LangSAM项目优化,将SAM修改为MoblieSAM,提速5~6倍

Language Segment-Anything 是一个开源项目,它结合了实例分割和文本提示的强大功能,为图像中的特定对象生成蒙版。它建立在最近发布的 Meta 模型、segment-anything 和 GroundingDINO 检测模型之上,是一款易于使用且有效的对象检测和图像分割工具。 然而在整个流程中,GroundingDINO 通常耗时0.6s作用,segment-anything 通常耗时5-8s左右。这是因为segment-anything model运算量比较大,将SAM修改为MoblieSAM可以将整个流程的预测时间降低到0.7s左右。

项目地址:https://github.com/luca-medeiros/lang-segment-anything/tree/main

1、前置条件

参考 https://blog.csdn.net/a486259/article/details/136820052 实现LangSAM项目代码的下载安装

使用以下命令 安装MobileSAM

pip install git+https://github.com/ChaoningZhang/MobileSAM.git

下载mobile_sam.pt存储到lang_sam目录下,具体如下图所示
在这里插入图片描述

2、修改lang_sam\lang_sam.py

将lang_sam\lang_sam.py的代码修改为以下内容

import os

import groundingdino.datasets.transforms as T
import numpy as np
import torch
from groundingdino.models import build_model
from groundingdino.util import box_ops
from groundingdino.util.inference import predict
from groundingdino.util.slconfig import SLConfig
from groundingdino.util.utils import clean_state_dict
from huggingface_hub import hf_hub_download
from segment_anything import sam_model_registry
from segment_anything import SamPredictor
from mobile_sam import sam_model_registry as sam_moblie_model_registry
import time
SAM_MODELS = {
    "vit_h": "https://dl.fbaipublicfiles.com/segment_anything/sam_vit_h_4b8939.pth",
    "vit_l": "https://dl.fbaipublicfiles.com/segment_anything/sam_vit_l_0b3195.pth",
    "vit_b": "https://dl.fbaipublicfiles.com/segment_anything/sam_vit_b_01ec64.pth",
    "vit_t": "./mobile_sam.pt"
}

CACHE_PATH = os.environ.get("TORCH_HOME", os.path.expanduser("~/.cache/torch/hub/checkpoints"))

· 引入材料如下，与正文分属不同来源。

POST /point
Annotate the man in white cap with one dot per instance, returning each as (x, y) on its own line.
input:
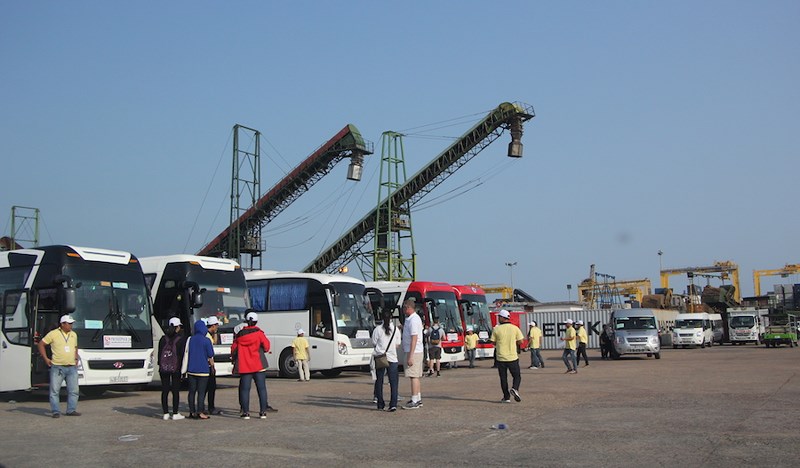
(212, 323)
(583, 341)
(302, 355)
(63, 344)
(507, 337)
(570, 343)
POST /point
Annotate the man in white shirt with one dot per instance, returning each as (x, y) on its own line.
(412, 346)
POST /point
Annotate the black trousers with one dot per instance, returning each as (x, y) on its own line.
(212, 392)
(582, 352)
(170, 382)
(503, 368)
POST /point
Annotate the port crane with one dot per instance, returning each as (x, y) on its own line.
(788, 269)
(726, 269)
(507, 116)
(242, 232)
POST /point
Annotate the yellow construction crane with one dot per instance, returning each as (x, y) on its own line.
(587, 289)
(726, 269)
(506, 292)
(789, 269)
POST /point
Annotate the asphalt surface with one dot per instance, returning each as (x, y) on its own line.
(723, 406)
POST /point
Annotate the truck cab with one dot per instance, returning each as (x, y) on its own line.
(692, 330)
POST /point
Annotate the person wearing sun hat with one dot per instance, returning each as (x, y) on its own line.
(570, 344)
(302, 354)
(63, 343)
(507, 338)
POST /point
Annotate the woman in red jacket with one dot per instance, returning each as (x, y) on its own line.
(250, 348)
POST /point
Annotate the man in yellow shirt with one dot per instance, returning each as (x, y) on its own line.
(535, 345)
(570, 343)
(63, 344)
(583, 342)
(506, 338)
(470, 345)
(302, 355)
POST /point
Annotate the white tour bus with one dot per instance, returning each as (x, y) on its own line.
(333, 310)
(433, 301)
(105, 293)
(192, 288)
(692, 330)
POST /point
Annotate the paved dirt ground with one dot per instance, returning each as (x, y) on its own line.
(723, 406)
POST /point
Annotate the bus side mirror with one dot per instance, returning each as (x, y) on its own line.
(197, 298)
(69, 301)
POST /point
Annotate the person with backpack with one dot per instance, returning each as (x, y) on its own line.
(435, 348)
(170, 358)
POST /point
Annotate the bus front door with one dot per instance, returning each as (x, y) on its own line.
(15, 341)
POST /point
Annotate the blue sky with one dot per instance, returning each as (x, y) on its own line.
(667, 126)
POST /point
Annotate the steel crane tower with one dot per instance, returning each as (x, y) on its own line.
(507, 116)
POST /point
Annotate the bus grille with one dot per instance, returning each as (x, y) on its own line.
(109, 364)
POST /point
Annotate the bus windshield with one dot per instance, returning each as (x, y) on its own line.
(112, 307)
(476, 314)
(743, 321)
(224, 296)
(445, 310)
(635, 323)
(352, 309)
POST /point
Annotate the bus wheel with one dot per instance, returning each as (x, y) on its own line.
(92, 391)
(287, 365)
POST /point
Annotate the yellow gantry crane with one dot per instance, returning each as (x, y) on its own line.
(506, 292)
(635, 289)
(789, 269)
(726, 269)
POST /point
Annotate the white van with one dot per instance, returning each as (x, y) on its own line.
(635, 332)
(692, 330)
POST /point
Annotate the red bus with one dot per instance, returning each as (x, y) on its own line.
(475, 315)
(434, 300)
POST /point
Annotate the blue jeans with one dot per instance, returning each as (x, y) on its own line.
(197, 391)
(568, 356)
(470, 355)
(58, 374)
(503, 368)
(261, 388)
(393, 383)
(536, 358)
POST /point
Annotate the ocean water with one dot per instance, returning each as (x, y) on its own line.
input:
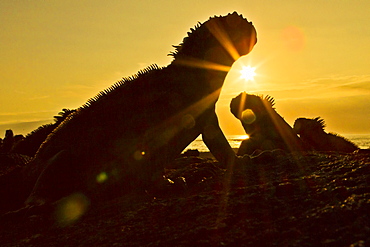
(361, 140)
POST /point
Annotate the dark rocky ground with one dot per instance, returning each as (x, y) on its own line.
(316, 199)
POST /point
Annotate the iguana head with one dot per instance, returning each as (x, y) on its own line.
(221, 39)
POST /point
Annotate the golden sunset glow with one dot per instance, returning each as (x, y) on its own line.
(248, 73)
(58, 54)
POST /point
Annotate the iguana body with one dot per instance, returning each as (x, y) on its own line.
(312, 132)
(126, 134)
(267, 130)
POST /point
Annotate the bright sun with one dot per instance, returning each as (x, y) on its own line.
(247, 73)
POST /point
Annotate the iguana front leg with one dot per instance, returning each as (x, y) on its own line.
(216, 141)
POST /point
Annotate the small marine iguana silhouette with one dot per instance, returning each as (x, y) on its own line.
(123, 137)
(266, 129)
(312, 132)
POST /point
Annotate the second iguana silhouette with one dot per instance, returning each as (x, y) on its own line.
(125, 136)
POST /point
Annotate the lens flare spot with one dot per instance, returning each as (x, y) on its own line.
(71, 208)
(248, 116)
(102, 177)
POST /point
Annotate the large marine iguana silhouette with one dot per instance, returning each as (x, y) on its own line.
(124, 136)
(312, 132)
(267, 130)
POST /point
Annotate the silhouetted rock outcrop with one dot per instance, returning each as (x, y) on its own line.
(312, 132)
(121, 139)
(266, 129)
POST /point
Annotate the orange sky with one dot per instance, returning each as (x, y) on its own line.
(312, 57)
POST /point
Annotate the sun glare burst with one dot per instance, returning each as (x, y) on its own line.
(247, 73)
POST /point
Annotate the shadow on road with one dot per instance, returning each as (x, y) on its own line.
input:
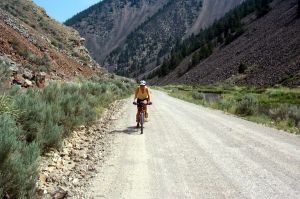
(129, 130)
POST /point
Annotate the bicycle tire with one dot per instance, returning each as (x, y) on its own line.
(142, 122)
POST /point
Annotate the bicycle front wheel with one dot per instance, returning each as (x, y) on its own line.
(142, 119)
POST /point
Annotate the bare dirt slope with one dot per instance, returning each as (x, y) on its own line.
(192, 152)
(212, 10)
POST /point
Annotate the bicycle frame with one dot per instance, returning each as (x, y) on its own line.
(142, 114)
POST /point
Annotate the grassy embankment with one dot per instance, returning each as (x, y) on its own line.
(275, 107)
(33, 121)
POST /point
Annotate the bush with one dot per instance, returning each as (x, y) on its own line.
(6, 106)
(197, 95)
(18, 161)
(242, 68)
(43, 119)
(5, 73)
(286, 112)
(247, 105)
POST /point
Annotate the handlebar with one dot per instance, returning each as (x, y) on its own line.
(142, 103)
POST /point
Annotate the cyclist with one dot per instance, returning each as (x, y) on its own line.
(141, 93)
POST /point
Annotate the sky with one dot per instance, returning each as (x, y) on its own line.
(61, 10)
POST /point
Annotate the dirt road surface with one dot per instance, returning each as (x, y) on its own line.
(188, 151)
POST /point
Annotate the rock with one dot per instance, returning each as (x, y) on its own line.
(75, 181)
(60, 193)
(43, 178)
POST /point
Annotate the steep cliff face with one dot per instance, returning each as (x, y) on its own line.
(107, 24)
(212, 10)
(132, 37)
(31, 41)
(268, 51)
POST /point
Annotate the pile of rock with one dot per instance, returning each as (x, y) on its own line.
(67, 173)
(16, 25)
(23, 77)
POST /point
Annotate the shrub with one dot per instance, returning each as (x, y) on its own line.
(5, 73)
(18, 161)
(247, 105)
(6, 106)
(242, 68)
(197, 95)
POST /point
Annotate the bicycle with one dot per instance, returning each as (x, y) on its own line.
(141, 105)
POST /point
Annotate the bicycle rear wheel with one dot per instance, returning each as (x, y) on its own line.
(142, 119)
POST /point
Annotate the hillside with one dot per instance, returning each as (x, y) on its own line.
(265, 54)
(107, 24)
(149, 37)
(31, 41)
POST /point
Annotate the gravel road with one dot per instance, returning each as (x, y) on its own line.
(188, 151)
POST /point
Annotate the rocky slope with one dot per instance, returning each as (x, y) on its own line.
(150, 36)
(107, 24)
(269, 48)
(31, 40)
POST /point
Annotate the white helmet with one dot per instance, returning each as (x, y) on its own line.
(142, 83)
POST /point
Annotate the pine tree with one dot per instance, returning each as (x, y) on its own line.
(298, 8)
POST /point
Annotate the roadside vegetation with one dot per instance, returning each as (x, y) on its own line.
(275, 107)
(34, 121)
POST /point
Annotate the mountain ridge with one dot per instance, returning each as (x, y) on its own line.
(174, 23)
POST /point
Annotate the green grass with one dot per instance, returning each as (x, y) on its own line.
(275, 107)
(33, 121)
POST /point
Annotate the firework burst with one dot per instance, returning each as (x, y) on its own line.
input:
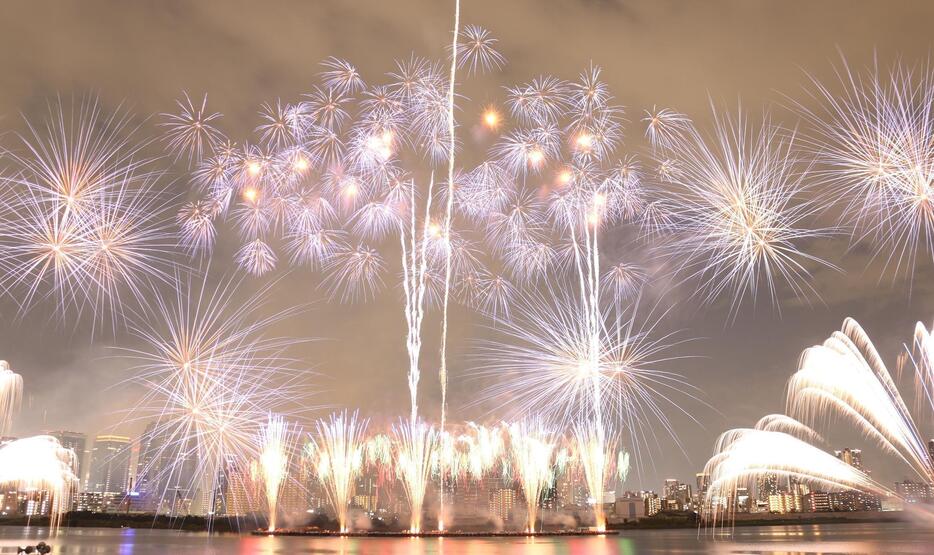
(739, 210)
(872, 140)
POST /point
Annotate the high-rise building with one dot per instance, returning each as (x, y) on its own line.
(502, 501)
(766, 486)
(167, 474)
(914, 492)
(670, 489)
(852, 457)
(785, 503)
(702, 480)
(110, 464)
(653, 504)
(77, 442)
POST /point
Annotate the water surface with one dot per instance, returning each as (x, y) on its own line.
(811, 539)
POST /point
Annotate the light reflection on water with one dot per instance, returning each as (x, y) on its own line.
(785, 540)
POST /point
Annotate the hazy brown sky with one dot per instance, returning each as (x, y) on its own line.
(672, 54)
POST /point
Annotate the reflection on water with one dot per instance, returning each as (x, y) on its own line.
(811, 539)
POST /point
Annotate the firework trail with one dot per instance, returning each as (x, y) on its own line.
(86, 216)
(414, 445)
(337, 454)
(275, 446)
(38, 464)
(871, 139)
(11, 393)
(449, 212)
(532, 448)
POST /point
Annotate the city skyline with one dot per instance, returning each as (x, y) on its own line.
(387, 263)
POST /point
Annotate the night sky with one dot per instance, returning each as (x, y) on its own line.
(682, 55)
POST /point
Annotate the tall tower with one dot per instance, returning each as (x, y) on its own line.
(77, 442)
(110, 464)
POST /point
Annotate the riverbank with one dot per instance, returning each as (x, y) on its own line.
(662, 521)
(675, 520)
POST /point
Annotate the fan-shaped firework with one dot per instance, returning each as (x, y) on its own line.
(843, 377)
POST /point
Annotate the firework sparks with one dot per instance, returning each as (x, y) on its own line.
(532, 457)
(739, 209)
(337, 453)
(211, 375)
(873, 139)
(40, 464)
(275, 445)
(414, 447)
(86, 216)
(11, 393)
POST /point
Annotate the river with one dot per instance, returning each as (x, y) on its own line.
(812, 539)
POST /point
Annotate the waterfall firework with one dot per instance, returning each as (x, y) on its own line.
(843, 378)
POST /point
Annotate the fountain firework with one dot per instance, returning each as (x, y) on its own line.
(275, 443)
(414, 445)
(532, 452)
(336, 453)
(40, 464)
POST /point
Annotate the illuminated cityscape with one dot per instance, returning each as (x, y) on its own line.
(565, 276)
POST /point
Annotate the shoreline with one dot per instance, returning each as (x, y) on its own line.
(224, 525)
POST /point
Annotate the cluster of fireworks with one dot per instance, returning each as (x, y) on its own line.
(843, 378)
(361, 183)
(527, 452)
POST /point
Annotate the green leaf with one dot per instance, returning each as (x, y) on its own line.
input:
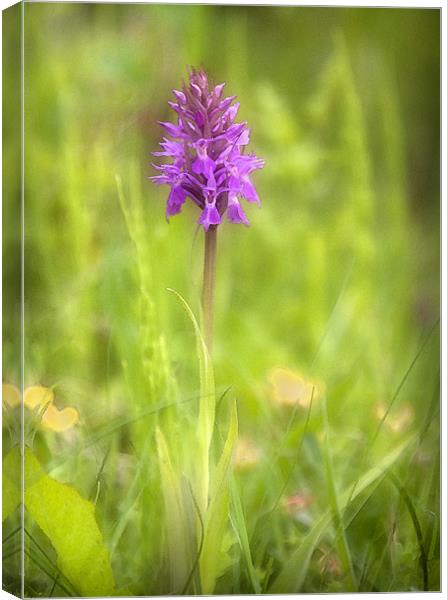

def load_model_hf(repo_id, filename, ckpt_config_filename, device='cpu'):
    cache_config_file = hf_hub_download(repo_id=repo_id, filename=ckpt_config_filename, local_files_only=True )

    args = SLConfig.fromfile(cache_config_file)
    model = build_model(args)
    args.device = device

    cache_file = hf_hub_download(repo_id=repo_id, filename=filename, local_files_only=True )
    #cache_file = 'F:\OPEN_PROJECT\GroundingDINO-main\weights\groundingdino_swint_ogc.pth'
    checkpoint = torch.load(cache_file, map_location='cpu')
    log = model.load_state_dict(clean_state_dict(checkpoint['model']), strict=False)
    print(f"Model loaded from {cache_file} \n => {log}")
    model.eval()
    return model


def transform_image(image) -> torch.Tensor:
    transform = T.Compose([
        T.RandomResize([800], max_size=1333),
        T.ToTensor(),
        T.Normalize([0.485, 0.456, 0.406], [0.229, 0.224, 0.225]),
    ])

    image_transformed, _ = transform(image, None)
    return image_transformed


class LangSAM():

    def __init__(self, sam_type="vit_t", ckpt_path=None):
        self.sam_type = sam_type
        self.device = torch.device("cuda" if torch.cuda.is_available() else "cpu")
        self.build_groundingdino()
        self.build_sam(ckpt_path)

    def build_sam(self, ckpt_path):
        if self.sam_type is None or ckpt_path is None:
            if self.sam_type is None:
                print("No sam type indicated. Using vit_t by default.")
                self.sam_type = "vit_t"
            checkpoint_url = SAM_MODELS[self.sam_type]
            try:
                if self.sam_type=='vit_t':
                    pt_url = os.path.dirname(os.path.abspath(__file__))+'/'+checkpoint_url
                    print(pt_url)
                    sam = sam_moblie_model_registry[self.sam_type](pt_url)
                    print("         use mobile sam!")
                else:
                    sam = sam_model_registry[self.sam_type]()
                    state_dict = torch.hub.load_state_dict_from_url(checkpoint_url)
                    sam.load_state_dict(state_dict, strict=True)
            except:
                raise ValueError(f"Problem loading MobileSAM please make sure you have the right model type: {self.sam_type} \
                    and a working checkpoint: {checkpoint_url}. Recommend deleting the checkpoint and \
                    re-downloading it.")
            sam.to(device=self.device)
            self.sam = SamPredictor(sam)
        else:
            try:
                
                if self.sam_type=='vit_t':
                    sam = sam_moblie_model_registry[self.sam_type](ckpt_path)
                    print("         use mobile sam!")
                else:
                    sam = sam_model_registry[self.sam_type](ckpt_path)
            except:
                raise ValueError(f"Problem loading SAM. Your model type: {self.sam_type} \
                should match your checkpoint path: {ckpt_path}. Recommend calling LangSAM \
                using matching model type AND checkpoint path")
            sam.to(device=self.device)
            self.sam = SamPredictor(sam)

    def build_groundingdino(self):
        ckpt_repo_id = "ShilongLiu/GroundingDINO"
        ckpt_filename = "groundingdino_swinb_cogcoor.pth"
        ckpt_config_filename = "GroundingDINO_SwinB.cfg.py"
        self.groundingdino = load_model_hf(ckpt_repo_id, ckpt_filename, ckpt_config_filename)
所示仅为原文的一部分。